Berdasarkan data Departemen Kesehatan, jumlah penderita gangguan
jiwa di Indonesia mencapai 2,5 juta orang (WHO, 2006). Berdasarkan uraian
latar belakang tersebut, maka kami tertarik untuk menyusun makalah mengenai
kegawatdaruratan pada perilaku kekerasan.
B. Rumusan Masalah
Bagaimana kegawatdaruratan psikiatri pada perilaku kekerasan ?

C. Tujuan
1. Tujuan Umum
Untuk mengetahui konsep teori dan asuhan keperawatan gawat darurat
psikiatri pada perilaku kekerasan.
2. Tujuan Khusus
a) Mengetahui pengertian dari perilaku kekerasan
b) Mengetahui penyebab dari perilaku kekerasan
c) Mengetahui rentang respon dari perilaku kekerasan
d) Mengetahui tanda dan gejala dari perilaku kekerasan
e) Mekanisme koping dari perilaku kekerasan
f) Mengetahui dari perilaku kekerasan
g) Mengetahui pohon masalah pada perilaku kekerasan
h) Mengetahui penatalaksanaan dari perilaku kekerasan
BAB II

TINJAUAN PUSTAKA

A. Pengertian
Marah adalah perasaan jengkel yang timbul sebagai respon terhadap
kecemasan atau kebutuhan yang tidak terpenuhi yang dirasakan sebagai
ancaman. (Stuart dan Sundeen, 1998).
Perilaku kekerasan atau agresif merupakan suatu bentuk perilaku yang
bertujuan untuk melukai seseorang secara fisik maupun psikologis. (Towsend,
1998).
Perilaku kekerasan adalah suatu keadaan dimana seseorang melakukan
tindakan yang dapat membahayakan secara fisik, baik kepada diri sendiri
maupun orang lain. (Keliat, Ana Budi.

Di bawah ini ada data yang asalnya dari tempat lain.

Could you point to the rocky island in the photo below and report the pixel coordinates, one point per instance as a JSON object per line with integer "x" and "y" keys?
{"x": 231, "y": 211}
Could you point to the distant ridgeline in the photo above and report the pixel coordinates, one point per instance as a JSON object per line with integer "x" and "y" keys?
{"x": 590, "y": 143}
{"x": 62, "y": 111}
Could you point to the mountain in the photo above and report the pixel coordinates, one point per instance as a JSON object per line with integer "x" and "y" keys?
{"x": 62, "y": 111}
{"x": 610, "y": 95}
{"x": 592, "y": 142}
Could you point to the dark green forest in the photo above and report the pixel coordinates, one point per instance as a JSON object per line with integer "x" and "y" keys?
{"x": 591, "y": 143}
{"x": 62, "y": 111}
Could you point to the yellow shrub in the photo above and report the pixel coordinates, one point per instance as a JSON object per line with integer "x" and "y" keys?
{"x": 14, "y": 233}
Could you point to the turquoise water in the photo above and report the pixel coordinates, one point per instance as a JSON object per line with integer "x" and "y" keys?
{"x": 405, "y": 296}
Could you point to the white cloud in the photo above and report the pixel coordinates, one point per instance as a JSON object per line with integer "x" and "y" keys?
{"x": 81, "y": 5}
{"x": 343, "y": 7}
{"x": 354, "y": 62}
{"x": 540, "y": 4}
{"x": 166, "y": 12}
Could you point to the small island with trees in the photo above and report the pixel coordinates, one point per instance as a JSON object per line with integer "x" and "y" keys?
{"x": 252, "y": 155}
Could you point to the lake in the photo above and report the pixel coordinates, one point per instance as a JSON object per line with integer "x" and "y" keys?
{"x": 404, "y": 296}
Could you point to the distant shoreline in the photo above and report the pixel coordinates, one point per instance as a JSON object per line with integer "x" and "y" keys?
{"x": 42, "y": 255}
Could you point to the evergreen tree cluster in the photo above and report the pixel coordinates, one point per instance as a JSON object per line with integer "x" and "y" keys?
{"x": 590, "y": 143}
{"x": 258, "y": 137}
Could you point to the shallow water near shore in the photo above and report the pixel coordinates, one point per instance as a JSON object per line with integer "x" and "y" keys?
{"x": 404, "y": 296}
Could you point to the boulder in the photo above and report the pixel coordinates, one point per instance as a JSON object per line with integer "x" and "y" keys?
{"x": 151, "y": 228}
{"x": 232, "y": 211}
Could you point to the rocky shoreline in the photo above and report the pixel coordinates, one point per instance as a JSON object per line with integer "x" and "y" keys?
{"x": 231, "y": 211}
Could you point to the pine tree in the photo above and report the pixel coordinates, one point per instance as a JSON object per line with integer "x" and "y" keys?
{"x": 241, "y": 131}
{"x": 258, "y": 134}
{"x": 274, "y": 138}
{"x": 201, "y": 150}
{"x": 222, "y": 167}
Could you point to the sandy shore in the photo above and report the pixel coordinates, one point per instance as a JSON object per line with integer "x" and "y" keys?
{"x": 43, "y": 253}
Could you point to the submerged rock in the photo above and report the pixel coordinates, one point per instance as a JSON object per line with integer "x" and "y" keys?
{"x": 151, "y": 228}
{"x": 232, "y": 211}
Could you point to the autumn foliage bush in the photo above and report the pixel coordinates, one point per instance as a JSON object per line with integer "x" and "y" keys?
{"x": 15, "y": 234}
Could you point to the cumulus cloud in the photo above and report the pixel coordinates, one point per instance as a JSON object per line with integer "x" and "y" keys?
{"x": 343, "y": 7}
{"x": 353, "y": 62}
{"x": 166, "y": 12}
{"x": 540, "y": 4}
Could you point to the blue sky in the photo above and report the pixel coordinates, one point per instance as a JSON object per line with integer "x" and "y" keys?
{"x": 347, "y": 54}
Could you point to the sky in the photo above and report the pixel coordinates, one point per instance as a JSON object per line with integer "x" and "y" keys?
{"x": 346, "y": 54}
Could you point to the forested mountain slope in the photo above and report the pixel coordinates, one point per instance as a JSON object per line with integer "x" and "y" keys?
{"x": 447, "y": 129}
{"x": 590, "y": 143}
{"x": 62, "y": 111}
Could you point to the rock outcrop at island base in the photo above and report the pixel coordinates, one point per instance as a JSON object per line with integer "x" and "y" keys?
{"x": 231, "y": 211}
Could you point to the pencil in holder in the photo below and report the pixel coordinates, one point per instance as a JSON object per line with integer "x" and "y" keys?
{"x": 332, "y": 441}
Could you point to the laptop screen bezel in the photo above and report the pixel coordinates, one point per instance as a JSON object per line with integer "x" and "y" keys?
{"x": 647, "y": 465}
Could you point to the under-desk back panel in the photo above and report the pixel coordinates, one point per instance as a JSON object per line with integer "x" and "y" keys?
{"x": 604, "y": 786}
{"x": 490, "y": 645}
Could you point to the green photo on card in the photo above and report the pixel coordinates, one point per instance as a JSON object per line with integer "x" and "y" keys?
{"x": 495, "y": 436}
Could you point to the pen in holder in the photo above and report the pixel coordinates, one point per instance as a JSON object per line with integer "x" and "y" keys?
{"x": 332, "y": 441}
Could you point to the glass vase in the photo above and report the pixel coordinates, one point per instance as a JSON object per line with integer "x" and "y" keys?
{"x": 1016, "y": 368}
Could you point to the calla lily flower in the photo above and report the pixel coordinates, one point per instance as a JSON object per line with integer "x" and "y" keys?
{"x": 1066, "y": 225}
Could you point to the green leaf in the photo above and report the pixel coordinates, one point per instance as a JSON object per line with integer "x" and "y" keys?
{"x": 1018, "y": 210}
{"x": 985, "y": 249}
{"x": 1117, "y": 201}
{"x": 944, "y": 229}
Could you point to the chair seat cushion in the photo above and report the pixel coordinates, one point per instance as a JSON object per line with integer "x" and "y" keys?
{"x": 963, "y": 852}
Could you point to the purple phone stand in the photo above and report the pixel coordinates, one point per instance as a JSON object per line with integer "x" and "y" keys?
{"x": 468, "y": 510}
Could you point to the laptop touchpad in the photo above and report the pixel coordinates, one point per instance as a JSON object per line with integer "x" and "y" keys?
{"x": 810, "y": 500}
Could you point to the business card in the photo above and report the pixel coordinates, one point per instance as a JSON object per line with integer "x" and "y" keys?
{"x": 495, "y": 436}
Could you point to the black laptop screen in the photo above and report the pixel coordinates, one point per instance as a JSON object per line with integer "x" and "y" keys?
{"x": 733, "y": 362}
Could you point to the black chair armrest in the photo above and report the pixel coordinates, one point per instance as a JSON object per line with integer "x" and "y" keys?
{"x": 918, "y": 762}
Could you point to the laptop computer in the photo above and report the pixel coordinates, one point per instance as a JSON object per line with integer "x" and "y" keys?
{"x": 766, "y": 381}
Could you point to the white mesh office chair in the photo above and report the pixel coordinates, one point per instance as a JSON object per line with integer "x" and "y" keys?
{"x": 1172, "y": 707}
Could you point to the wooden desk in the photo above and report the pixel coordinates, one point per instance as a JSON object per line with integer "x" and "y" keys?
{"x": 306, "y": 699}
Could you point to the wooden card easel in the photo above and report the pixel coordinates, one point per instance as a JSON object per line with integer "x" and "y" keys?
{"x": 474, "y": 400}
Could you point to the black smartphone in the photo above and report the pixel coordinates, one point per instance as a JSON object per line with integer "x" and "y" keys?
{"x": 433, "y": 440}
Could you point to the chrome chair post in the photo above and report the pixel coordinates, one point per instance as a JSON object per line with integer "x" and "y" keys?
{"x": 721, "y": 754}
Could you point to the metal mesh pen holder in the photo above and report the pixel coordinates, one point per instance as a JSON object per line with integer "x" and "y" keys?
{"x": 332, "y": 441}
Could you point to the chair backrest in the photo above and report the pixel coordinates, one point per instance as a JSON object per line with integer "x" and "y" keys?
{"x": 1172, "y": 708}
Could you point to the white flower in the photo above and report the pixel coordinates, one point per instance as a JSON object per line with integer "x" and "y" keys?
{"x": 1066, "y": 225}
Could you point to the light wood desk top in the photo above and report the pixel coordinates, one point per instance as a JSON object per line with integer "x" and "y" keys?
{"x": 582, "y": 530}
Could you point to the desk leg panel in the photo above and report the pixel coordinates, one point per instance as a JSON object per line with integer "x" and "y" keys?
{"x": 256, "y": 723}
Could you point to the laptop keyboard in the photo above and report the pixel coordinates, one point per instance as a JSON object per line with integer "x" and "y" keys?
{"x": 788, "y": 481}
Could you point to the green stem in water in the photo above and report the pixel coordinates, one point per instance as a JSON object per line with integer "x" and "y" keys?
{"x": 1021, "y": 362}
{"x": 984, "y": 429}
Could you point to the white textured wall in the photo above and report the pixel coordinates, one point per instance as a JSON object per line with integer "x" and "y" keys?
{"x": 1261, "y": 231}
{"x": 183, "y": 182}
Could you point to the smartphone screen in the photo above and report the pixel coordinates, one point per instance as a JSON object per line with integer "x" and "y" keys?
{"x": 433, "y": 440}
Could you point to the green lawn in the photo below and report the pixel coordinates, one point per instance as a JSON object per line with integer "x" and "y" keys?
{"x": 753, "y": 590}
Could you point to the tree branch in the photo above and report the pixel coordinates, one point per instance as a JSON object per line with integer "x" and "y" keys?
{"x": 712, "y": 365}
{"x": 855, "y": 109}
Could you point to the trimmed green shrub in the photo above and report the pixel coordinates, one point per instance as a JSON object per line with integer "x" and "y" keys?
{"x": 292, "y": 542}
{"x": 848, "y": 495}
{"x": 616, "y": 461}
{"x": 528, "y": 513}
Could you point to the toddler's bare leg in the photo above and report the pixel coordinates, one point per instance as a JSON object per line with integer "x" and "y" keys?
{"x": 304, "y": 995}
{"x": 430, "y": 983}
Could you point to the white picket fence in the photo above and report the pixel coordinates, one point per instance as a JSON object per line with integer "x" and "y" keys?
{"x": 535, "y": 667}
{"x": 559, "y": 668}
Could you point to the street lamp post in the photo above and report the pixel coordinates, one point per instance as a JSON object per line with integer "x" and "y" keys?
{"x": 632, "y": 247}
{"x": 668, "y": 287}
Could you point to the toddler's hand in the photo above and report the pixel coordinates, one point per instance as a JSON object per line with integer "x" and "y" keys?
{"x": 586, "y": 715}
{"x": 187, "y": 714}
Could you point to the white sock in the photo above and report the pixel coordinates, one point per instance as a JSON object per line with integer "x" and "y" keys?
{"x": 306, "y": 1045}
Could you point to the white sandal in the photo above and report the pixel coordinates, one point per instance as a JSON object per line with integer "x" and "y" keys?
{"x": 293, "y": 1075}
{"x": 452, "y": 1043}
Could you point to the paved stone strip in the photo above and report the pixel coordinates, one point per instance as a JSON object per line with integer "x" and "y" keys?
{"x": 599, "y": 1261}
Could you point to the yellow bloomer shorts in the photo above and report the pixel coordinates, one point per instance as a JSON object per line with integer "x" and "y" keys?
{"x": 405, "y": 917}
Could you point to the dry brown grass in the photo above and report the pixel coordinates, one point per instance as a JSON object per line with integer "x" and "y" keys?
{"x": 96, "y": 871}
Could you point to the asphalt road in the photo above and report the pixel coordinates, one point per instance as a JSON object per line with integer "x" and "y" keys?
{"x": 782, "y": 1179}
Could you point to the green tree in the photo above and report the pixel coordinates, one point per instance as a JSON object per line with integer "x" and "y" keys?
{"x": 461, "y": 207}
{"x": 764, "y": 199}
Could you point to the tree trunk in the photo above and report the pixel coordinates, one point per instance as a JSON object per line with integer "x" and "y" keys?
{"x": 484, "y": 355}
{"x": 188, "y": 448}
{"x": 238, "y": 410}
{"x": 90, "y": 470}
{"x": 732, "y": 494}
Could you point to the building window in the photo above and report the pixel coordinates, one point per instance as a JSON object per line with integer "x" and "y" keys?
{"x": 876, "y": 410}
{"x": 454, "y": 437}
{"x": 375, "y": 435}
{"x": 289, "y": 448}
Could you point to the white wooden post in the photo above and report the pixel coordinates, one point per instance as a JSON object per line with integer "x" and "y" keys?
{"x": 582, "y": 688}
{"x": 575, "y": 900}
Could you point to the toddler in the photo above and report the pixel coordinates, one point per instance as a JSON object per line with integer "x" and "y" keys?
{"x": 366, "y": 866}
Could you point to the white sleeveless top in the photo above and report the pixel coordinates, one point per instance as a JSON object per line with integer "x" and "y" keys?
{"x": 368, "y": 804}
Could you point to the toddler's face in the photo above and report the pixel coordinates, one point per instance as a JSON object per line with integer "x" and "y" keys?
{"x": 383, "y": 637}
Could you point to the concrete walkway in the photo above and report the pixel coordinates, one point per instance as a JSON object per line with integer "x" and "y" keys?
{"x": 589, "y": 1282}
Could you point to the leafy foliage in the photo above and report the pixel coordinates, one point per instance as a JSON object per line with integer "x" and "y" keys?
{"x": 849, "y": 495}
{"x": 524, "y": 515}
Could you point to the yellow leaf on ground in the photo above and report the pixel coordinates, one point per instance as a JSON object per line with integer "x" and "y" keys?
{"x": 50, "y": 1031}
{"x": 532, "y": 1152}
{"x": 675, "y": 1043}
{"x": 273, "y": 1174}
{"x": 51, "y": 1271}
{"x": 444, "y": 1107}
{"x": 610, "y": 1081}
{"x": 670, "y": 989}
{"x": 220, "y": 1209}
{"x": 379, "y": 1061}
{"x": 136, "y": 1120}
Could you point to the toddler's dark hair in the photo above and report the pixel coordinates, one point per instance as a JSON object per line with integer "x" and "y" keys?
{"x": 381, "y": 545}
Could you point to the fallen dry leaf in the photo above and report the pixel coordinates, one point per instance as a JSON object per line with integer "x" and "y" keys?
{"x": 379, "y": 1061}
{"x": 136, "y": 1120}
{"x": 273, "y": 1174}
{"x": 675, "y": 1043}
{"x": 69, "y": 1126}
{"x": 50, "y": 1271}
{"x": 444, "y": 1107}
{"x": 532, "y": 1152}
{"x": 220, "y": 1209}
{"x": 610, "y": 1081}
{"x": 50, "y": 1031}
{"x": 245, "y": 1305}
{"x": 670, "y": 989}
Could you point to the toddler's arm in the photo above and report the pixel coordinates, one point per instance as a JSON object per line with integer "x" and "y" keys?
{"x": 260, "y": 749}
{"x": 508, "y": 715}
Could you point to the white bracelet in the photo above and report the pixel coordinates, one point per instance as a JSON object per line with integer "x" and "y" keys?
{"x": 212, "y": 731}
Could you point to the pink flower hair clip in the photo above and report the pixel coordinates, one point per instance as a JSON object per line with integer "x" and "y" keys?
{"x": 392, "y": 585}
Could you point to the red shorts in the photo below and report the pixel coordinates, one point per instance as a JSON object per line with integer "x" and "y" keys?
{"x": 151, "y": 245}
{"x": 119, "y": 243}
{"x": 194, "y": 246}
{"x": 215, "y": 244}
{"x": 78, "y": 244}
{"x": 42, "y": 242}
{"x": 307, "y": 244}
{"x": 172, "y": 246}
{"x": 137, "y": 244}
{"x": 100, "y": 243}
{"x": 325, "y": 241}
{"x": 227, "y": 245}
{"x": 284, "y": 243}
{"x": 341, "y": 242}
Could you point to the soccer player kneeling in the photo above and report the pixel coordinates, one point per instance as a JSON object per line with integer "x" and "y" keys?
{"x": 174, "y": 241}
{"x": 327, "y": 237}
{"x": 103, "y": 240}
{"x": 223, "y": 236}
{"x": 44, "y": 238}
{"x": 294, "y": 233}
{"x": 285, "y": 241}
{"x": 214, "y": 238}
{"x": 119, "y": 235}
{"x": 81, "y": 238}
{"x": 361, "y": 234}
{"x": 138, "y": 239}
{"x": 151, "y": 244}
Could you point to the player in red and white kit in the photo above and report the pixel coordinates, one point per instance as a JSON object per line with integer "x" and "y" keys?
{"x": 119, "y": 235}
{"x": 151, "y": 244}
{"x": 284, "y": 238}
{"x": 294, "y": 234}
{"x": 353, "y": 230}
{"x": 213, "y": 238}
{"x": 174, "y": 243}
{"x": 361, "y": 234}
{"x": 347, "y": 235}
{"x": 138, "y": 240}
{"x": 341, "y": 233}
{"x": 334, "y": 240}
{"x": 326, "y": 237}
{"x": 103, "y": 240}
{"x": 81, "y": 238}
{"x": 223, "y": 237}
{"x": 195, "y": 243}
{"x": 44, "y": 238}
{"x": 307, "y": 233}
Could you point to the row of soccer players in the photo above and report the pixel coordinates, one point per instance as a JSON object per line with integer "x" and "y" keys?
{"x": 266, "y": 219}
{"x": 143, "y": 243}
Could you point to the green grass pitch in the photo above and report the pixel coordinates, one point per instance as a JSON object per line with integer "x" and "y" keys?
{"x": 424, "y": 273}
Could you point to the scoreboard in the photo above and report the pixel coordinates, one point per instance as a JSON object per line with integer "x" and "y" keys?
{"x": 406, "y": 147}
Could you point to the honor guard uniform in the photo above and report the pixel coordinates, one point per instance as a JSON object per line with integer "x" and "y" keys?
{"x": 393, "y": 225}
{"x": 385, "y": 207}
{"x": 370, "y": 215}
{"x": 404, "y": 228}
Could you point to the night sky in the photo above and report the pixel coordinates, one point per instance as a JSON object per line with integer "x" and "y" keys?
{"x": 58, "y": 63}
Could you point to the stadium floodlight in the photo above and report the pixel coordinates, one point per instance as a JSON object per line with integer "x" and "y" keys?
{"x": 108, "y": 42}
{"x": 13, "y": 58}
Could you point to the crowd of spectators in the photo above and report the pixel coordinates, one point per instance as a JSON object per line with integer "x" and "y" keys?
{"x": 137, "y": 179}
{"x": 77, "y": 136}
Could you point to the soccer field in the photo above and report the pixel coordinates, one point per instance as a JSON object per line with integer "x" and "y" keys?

Dkk. 2009)
Dari ketiga pengertian diatas dapat disimpulkan, PK (perilaku
kekerasan) adalah suatu keadaan dimana seseorang melakukan tindakan yang
dapat memebahayakan secara fisik maupun psikologis, baik pada dirinya
sendiri maupun orang lain, disertai dengan amuk dan gaduh gelisah yang tak
terkontrol.

B. Etiologi ( Mekanisme Sebab-Akibat)


1. Sebab : Gangguan Konsep Diri : Harga diri rendah
Harga diri adalah penilaian individu tentang pencapaian diri dengan
menganalisa seberapa jauh perilaku sesuai dengan ideal diri. Dimana
gangguan harga diri dapat digambarkan sebagai perasaan negatif terhadap
diri sendiri, hilang kepercayaan diri, merasa gagal mencapai keinginan.
Tanda dan Gejala :
a) Mengejek dan mengkritik diri sendiri
b) Merendahkan atau mengurangi martabat diri sendiri
c) Rasa bersalah atau khawatir
d) Manifestasi fisik : tekanan darah tinggi, psikosomatik, dan penyalah
gunakan zat
e) Menunda dan ragu dalam mengambil keputusan
f) Gangguan berhubungan, menarik diri dari kehidupan social
g) Menarik diri dari realitas
h) Merusak diri
i) Merusak atau melukai orang lain
j) Kebencian dan penolakan terhadap diri sendiri.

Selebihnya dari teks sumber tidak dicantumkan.